Bei all diesem wunderbaren erzählerischen und inszenatorischen Krawall bleibt Roehler sehr genau und aufmerksam: Die Neonazi-Verwandtschaft vom Punk zeigt er ebenso den orthodox jüdischen Schüler, der selbst beim pillenverseuchten Macho-Hippie die Tafel putzen muss. Doch wieder kann die Zusammenfassung den Reichtum Roehler nicht fassen. Denn dieser deftige Adoleszenz-Teil einer Lebensgeschichte mit sicherer Fortsetzung ist keiner dieser freundlich weichgespülten Rückblicke und nichts für Zartbesaitete. Hier herrscht wirklich noch der Punk, hier springt einem der Zeitgeist direkt an. Subjektiv gefiltert zwar, aber weiterhin herrlich heftig.

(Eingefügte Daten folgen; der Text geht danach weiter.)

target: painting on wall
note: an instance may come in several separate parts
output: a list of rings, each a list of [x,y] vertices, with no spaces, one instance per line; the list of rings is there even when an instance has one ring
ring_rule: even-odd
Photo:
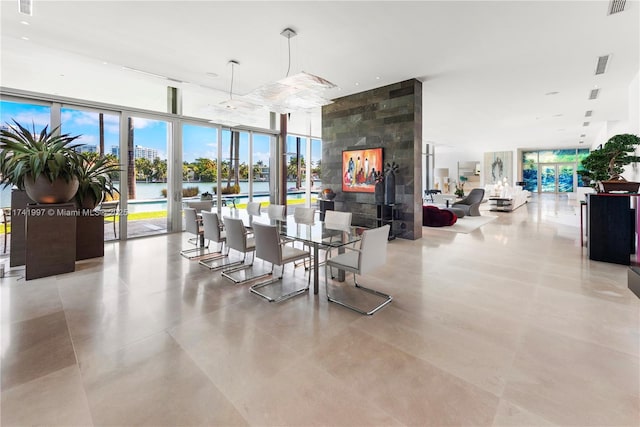
[[[375,175],[382,171],[382,148],[342,152],[342,191],[373,193]]]
[[[495,184],[507,178],[509,184],[513,184],[513,152],[496,151],[484,153],[484,182]]]

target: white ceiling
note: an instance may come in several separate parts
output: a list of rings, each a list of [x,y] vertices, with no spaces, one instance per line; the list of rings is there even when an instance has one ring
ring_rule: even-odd
[[[229,60],[240,62],[236,96],[285,76],[280,32],[290,27],[298,33],[291,74],[335,83],[330,98],[423,81],[425,141],[464,150],[584,139],[589,147],[607,121],[628,120],[640,69],[640,5],[627,0],[608,16],[608,3],[34,0],[29,17],[17,0],[2,0],[0,85],[164,110],[171,84],[183,89],[185,114],[215,119],[207,106],[229,97]],[[596,76],[605,54],[607,72]],[[599,98],[588,100],[596,85]]]

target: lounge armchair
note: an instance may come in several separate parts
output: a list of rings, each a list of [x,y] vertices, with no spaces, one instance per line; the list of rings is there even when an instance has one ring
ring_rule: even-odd
[[[469,195],[451,207],[462,209],[465,215],[480,216],[480,203],[484,199],[484,188],[474,188]]]

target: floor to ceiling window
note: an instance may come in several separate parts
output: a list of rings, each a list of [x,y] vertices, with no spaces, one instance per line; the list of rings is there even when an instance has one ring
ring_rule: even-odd
[[[128,213],[127,236],[166,233],[169,228],[167,194],[171,191],[167,161],[171,123],[129,117],[128,128],[127,153],[120,154],[127,173],[127,203],[122,204]]]
[[[82,144],[78,147],[78,151],[88,156],[106,156],[116,164],[121,164],[118,150],[120,143],[120,116],[115,113],[99,112],[71,107],[63,107],[60,109],[61,132],[70,135],[80,135],[76,140]],[[113,183],[118,191],[120,191],[120,176],[113,176]],[[119,194],[108,199],[113,199],[116,203],[120,199]],[[110,202],[111,200],[105,200]],[[105,211],[105,223],[111,225],[105,227],[104,239],[114,240],[118,237],[117,230],[121,215],[119,214],[118,205],[114,205]],[[115,223],[115,224],[114,224]]]
[[[15,122],[40,133],[45,126],[51,124],[51,107],[28,102],[0,101],[0,126],[8,129]],[[51,129],[49,129],[51,130]],[[11,206],[11,187],[0,188],[0,206]]]
[[[220,192],[223,202],[242,207],[248,200],[268,204],[280,188],[277,130],[221,129],[196,118],[32,95],[3,92],[2,122],[16,119],[36,132],[59,124],[64,133],[81,135],[79,150],[122,166],[114,177],[118,213],[105,218],[105,240],[179,231],[181,202],[203,193],[216,199]],[[322,141],[297,135],[287,141],[288,203],[311,204],[321,189]],[[0,192],[0,202],[10,206],[10,189]]]
[[[577,179],[588,149],[538,150],[522,153],[525,189],[540,193],[571,193],[584,183]]]

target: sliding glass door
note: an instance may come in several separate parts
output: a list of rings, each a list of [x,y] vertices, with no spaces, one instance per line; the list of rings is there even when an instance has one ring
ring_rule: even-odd
[[[126,152],[120,155],[126,160],[127,237],[166,233],[170,229],[167,195],[172,124],[130,116],[127,128]]]

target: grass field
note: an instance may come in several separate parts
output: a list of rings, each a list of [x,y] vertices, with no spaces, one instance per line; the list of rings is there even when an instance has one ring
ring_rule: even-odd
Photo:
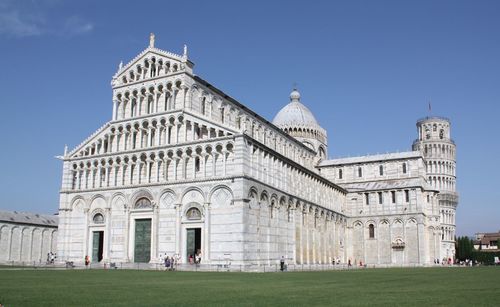
[[[0,270],[11,306],[500,306],[500,267],[297,273]]]

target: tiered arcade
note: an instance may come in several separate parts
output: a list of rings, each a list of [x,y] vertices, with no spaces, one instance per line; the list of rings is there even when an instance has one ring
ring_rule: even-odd
[[[413,150],[425,158],[428,182],[439,191],[442,253],[446,258],[455,255],[456,146],[451,138],[450,121],[431,116],[417,122],[418,139]]]

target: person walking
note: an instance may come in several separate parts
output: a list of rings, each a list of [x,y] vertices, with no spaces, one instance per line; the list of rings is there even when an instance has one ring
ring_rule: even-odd
[[[281,256],[280,259],[280,270],[283,272],[285,270],[285,256]]]
[[[165,258],[165,271],[169,271],[170,270],[170,266],[171,266],[171,262],[170,262],[170,257],[166,257]]]

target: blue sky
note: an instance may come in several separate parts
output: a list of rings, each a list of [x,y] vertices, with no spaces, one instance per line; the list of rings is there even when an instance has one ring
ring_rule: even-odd
[[[457,232],[500,230],[498,1],[0,0],[0,208],[56,212],[61,162],[111,118],[111,76],[148,44],[272,120],[296,82],[331,157],[404,151],[452,121]]]

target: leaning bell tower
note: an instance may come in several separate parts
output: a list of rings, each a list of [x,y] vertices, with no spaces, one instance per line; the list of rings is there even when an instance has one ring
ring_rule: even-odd
[[[444,117],[425,117],[417,121],[418,139],[413,150],[422,152],[428,183],[439,191],[441,216],[441,257],[455,257],[456,145],[451,139],[450,120]]]

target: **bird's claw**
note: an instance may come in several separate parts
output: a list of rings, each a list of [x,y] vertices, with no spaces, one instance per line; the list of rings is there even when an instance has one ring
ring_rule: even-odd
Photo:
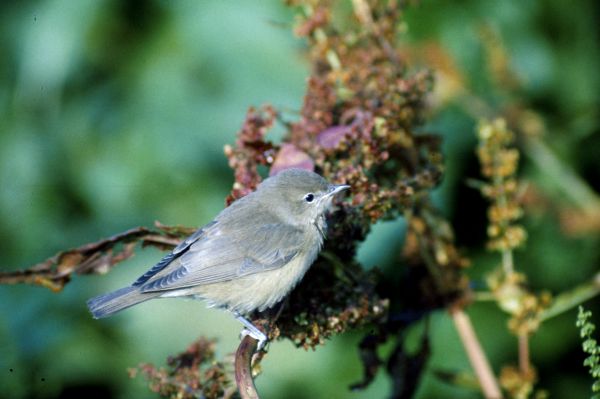
[[[242,330],[242,332],[240,333],[240,337],[242,339],[244,339],[244,337],[246,337],[246,336],[250,336],[258,341],[258,346],[256,348],[257,351],[262,350],[265,347],[265,345],[267,344],[267,341],[269,340],[267,338],[267,336],[262,331],[260,331],[258,328],[254,328],[254,329],[244,328]]]

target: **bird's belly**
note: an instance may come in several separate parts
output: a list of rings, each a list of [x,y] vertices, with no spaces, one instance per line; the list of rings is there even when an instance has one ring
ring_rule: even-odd
[[[191,294],[205,299],[211,306],[226,307],[240,314],[256,309],[262,311],[275,305],[296,286],[313,263],[317,252],[296,256],[278,269],[197,286]]]

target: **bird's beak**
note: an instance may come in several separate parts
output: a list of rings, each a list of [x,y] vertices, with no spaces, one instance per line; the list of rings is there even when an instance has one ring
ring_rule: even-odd
[[[338,185],[332,184],[331,186],[329,186],[329,192],[327,193],[327,197],[332,197],[332,196],[336,195],[337,193],[339,193],[340,191],[344,191],[349,188],[350,188],[350,186],[347,184],[338,184]]]

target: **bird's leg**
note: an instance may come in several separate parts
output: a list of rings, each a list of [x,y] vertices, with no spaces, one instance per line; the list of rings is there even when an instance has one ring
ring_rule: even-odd
[[[239,313],[235,312],[233,315],[245,327],[242,330],[242,332],[241,332],[242,338],[245,337],[246,335],[249,335],[249,336],[251,336],[252,338],[254,338],[255,340],[258,341],[258,350],[261,350],[262,348],[264,348],[264,346],[265,346],[265,344],[267,343],[267,340],[268,340],[268,338],[265,335],[265,333],[263,333],[262,331],[260,331],[254,324],[252,324],[250,322],[250,320],[246,319],[244,316],[240,315]]]

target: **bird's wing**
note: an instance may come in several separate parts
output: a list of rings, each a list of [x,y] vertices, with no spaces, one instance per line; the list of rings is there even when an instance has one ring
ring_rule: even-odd
[[[148,279],[142,292],[211,284],[276,269],[296,256],[303,241],[302,230],[283,223],[226,232],[217,222],[178,254],[176,261]]]
[[[152,266],[150,270],[141,275],[135,282],[132,284],[134,287],[139,287],[144,285],[148,280],[150,280],[155,275],[159,274],[163,269],[169,266],[175,259],[179,258],[183,255],[187,250],[189,250],[190,246],[198,241],[202,236],[206,234],[206,231],[210,230],[212,226],[215,225],[215,221],[208,223],[207,225],[199,228],[183,240],[179,245],[177,245],[171,252],[165,255],[156,265]]]

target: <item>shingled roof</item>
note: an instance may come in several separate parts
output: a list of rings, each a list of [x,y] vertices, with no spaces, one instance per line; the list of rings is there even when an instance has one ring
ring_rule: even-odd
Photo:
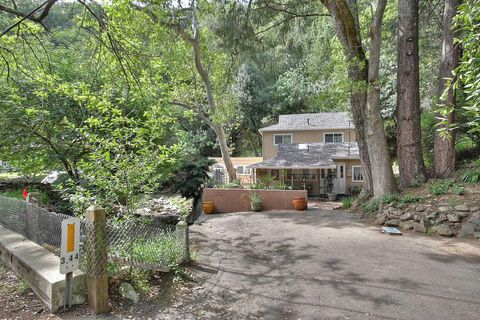
[[[303,114],[282,114],[278,123],[261,128],[259,131],[299,131],[320,129],[354,129],[348,112],[320,112]]]
[[[276,157],[249,167],[259,169],[335,168],[334,159],[359,159],[357,143],[279,144]]]

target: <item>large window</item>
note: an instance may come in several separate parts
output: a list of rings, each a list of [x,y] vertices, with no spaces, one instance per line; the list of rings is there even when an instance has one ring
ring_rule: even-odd
[[[293,169],[287,171],[287,180],[294,181],[316,181],[317,170],[315,169]]]
[[[273,144],[284,144],[284,143],[292,143],[292,134],[274,134],[273,135]]]
[[[352,181],[353,182],[363,182],[362,167],[352,166]]]
[[[239,176],[247,176],[250,174],[250,168],[247,166],[237,166],[235,169]]]
[[[326,143],[342,143],[343,133],[325,133],[324,141]]]

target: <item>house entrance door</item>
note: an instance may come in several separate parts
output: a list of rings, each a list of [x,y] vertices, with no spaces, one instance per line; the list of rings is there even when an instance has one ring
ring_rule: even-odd
[[[337,177],[333,179],[333,192],[336,194],[345,194],[346,193],[346,172],[345,172],[345,163],[336,163],[337,166]]]

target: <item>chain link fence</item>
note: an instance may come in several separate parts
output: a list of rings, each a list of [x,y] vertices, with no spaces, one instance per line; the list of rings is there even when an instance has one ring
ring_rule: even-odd
[[[0,196],[0,224],[57,256],[61,224],[69,217]],[[182,260],[185,247],[188,248],[188,244],[179,241],[182,236],[178,231],[165,231],[135,219],[108,219],[103,225],[82,220],[80,234],[81,270],[93,277],[115,274],[123,267],[168,271]],[[105,250],[108,259],[101,254]]]

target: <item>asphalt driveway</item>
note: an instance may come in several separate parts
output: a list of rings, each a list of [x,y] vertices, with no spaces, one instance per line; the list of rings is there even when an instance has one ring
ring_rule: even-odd
[[[388,236],[340,211],[202,219],[205,283],[185,319],[480,319],[475,242]]]

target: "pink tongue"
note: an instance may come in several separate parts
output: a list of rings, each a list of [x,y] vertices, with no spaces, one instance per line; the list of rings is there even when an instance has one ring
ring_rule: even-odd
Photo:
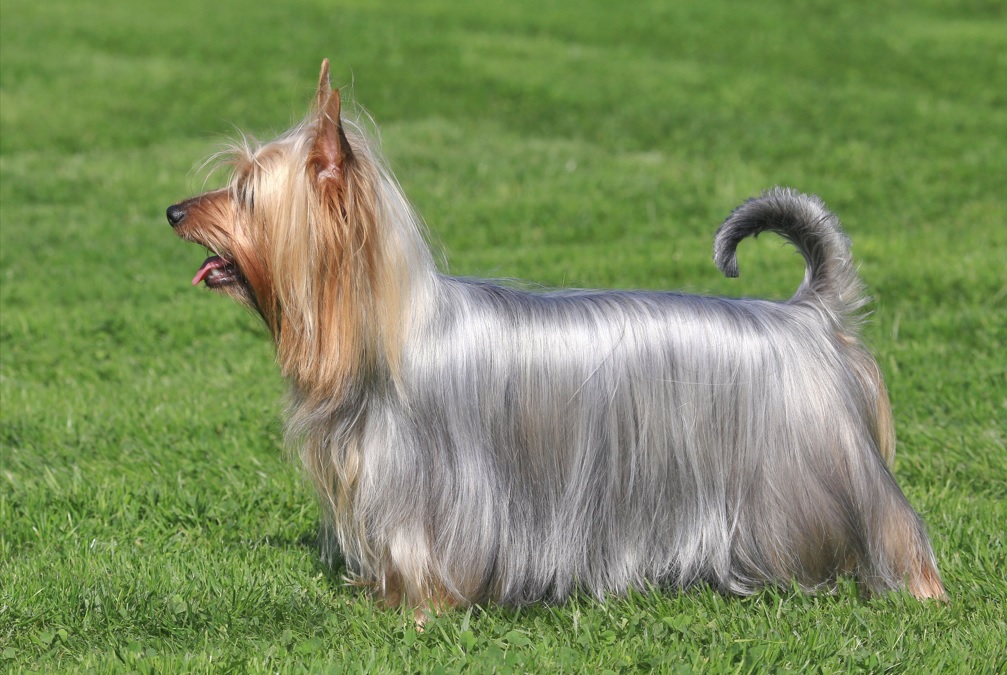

Mit klasse Schauspielern (Ausnahme: Ochsenknecht), noch besseren Kurzauftritten (Götz Otto, Rolf Zacher, Oliver Korittke) wie bei Fassbinder, den unerlässlichen Dramen mit den ausgesucht fiesen Eltern, tollen Songs der Zeit (von „This is not a love song" bis „Marmor, Stein und Eisen bricht" in der Kotz-Szene), grandiosen Dialogen und schamlos drastischen Szenen ist „Tod den Hippies!! Es lebe der Punk" vielleicht nicht Jedermanns Sache. Aber erneut ein sehenswerter Beweis für Roehlers wahnsinnig reiche Schaffenskraft.